With 37 miles of streetcar lines planned for the District, will the inaugural H Street line herald a new era for D.C. transit? Or will it be to Gray 2014 what bike lanes were to Adrian Fenty in 2010, a code word for a perceived focus on the gentrifying elements of the city while neglecting those most in need?
                          
Affordable housing
There’s no better way for a mayor or a city to demonstrate compassion for less fortunate residents than by providing more affordable housing. In November, Gray made a $187 million commitment to more than 40 affordable housing projects in the city, with a total of 3,200 units. In 2014, we’ll start to get a better sense of how those projects are actually coming along. The sprawling 20-building Parkway Overlook complex south of Anacostia, for instance, has been vacant since 2007; will we finally see steps toward returning it to productive use, at a time when the city’s housing supply is growing tighter and pricier? Also on the list is So Others Might Eat’s 202-unit affordable housing project on Benning Road NE, which could potentially help transform the struggling neighborhood around the Benning Road Metro station.
    
Meanwhile, the city took a big step this year toward a project that’s already inflamed local passions, the redevelopment of the Barry Farm public housing complex. In June, the D.C. Housing Authority selected Baltimore-based A&R Development to convert Barry Farm, just south of Anacostia, into a mixed-income community. It’s no easy task.

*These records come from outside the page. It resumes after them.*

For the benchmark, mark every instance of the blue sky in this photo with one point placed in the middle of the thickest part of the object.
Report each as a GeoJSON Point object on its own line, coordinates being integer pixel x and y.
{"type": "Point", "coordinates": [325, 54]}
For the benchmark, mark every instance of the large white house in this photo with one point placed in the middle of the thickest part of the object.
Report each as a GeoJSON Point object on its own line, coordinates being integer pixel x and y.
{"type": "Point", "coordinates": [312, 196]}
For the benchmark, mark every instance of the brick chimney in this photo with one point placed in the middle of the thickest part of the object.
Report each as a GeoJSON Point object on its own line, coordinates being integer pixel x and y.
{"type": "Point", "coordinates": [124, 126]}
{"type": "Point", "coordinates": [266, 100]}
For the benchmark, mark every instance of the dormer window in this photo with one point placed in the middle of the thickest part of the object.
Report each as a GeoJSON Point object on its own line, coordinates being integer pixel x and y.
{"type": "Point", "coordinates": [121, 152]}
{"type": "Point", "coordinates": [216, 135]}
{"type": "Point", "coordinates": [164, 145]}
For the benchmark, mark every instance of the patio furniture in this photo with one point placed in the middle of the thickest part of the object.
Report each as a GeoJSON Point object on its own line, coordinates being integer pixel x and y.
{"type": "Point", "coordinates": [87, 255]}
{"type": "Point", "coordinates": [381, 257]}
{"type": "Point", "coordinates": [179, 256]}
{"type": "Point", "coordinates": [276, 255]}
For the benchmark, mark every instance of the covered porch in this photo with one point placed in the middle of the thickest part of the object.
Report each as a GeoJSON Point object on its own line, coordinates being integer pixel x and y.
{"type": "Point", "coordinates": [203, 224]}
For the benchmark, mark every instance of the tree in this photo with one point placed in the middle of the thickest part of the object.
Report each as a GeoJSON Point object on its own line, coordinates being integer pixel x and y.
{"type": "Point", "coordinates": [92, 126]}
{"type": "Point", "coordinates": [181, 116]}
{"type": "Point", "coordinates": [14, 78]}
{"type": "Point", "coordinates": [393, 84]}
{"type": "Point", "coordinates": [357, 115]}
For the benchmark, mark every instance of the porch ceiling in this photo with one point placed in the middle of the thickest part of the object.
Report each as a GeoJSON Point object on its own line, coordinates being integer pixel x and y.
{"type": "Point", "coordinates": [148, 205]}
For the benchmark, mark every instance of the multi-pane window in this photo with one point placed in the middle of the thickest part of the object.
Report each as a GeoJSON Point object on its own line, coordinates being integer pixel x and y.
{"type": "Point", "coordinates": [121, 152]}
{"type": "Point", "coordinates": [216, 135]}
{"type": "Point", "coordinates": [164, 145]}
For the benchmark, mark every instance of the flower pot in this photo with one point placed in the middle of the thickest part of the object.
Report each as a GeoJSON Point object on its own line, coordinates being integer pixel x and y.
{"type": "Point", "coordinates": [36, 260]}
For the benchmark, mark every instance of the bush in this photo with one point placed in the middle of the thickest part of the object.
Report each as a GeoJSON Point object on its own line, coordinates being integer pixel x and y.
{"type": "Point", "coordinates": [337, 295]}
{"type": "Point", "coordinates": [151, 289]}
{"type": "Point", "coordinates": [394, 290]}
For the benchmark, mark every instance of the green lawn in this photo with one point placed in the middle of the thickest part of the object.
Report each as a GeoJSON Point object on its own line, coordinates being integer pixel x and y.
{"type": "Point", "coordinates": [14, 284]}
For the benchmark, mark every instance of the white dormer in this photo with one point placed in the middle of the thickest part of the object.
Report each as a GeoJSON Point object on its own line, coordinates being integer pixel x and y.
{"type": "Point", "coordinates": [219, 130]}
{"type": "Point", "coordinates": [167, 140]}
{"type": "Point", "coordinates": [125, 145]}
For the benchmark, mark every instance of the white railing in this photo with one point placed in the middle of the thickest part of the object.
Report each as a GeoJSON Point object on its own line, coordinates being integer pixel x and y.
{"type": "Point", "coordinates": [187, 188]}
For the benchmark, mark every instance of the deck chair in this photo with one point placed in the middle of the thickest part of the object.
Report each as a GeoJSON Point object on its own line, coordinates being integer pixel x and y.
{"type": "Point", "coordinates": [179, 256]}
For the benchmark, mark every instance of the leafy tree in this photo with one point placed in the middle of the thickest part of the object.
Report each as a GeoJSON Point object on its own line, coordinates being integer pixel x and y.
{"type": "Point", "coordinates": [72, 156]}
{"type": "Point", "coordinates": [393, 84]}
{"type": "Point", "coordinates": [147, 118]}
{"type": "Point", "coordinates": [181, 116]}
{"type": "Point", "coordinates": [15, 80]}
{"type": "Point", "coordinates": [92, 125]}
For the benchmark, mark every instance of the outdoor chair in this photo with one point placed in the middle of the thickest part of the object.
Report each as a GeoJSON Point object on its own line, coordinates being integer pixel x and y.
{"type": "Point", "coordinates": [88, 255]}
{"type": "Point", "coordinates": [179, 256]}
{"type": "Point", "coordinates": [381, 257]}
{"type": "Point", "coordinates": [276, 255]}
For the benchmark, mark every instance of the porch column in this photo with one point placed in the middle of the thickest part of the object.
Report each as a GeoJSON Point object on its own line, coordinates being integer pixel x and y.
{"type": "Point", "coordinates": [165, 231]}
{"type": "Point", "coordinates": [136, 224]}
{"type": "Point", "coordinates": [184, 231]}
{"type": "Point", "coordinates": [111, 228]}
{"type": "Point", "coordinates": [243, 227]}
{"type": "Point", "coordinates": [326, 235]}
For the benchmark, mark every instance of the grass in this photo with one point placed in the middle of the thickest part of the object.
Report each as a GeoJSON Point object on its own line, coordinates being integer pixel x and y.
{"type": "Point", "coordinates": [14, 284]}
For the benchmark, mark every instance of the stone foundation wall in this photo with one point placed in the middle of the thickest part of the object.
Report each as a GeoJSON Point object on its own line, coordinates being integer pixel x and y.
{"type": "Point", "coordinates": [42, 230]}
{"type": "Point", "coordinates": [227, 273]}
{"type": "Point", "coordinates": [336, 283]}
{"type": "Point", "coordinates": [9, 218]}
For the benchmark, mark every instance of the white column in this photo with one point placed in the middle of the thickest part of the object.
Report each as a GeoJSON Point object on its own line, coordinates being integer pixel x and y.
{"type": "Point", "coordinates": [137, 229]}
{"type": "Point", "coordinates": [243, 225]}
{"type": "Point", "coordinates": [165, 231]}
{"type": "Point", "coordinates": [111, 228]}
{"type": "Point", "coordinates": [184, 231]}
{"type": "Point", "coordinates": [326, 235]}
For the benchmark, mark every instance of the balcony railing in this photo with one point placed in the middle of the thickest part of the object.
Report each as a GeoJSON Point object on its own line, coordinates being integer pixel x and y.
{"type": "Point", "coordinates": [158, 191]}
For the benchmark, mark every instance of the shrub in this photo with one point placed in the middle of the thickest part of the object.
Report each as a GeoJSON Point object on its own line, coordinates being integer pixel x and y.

The city was supposed to complete theredevelopment of the similarly troubled Arthur Capper/Carrollsburg across the Anacostia River by late 2013 after demolishing the public housing in the mid-2000s. It’s now 2014, and the replacement affordable units are nowhere near done—and that project’s economics were made easier by the arrival of Nationals Park and the U.S. Department of Transportation in the neighborhood. Barry Farm is likely to be tougher, and angry opposition to the redevelopment (albeit partly from nonresidents) has already shut down the one recent attempt at a public meeting on the project. People will look to the Barry Farm project, and its progress in 2014, in assessing whether the city’s equipped to undertake other public-housing redevelopments it’s been eyeing.
              
Of course, central to the issue of affordable housing is the basic question: How affordable is housing? At this time last year, realtor Terri Robinson of Long & Foster, who’s worked in D.C.-area real estate for 43 years, predicted that prices had passed their trough and would rapidly climb in 2013. She was right; the average sale price for a single-family house in the District is now more than $780,000. In 2014, Robinson says, we could see some relief from skyrocketing housing costs. “The prices have continued to rise, but I think that will slow down next year because the interest rates have started to increase,” she says.
                        
Nonetheless, as long as the city’s population continues to boom, the housing crunch won’t let up. It’s a problem begotten by success. But it’s also one that requires action by the city to counteract, and it’s largely on the basis of that action or inaction that D.C.’s leaders will be judged come Election Day.

2 comments:

CairaDances said...

The article's final sentence hits on something we don't often hear about with regard to McMillan - the district's serious housing issue. Not only will redevelopment of McMillan bring a huge park and community center - we will be getting hundreds of homes - many of them at market rate.

TheCommiss said...

Yes it will. Affordable housing is a huge need in DC...yes that means you middle class and others..affordable housing is not the projects!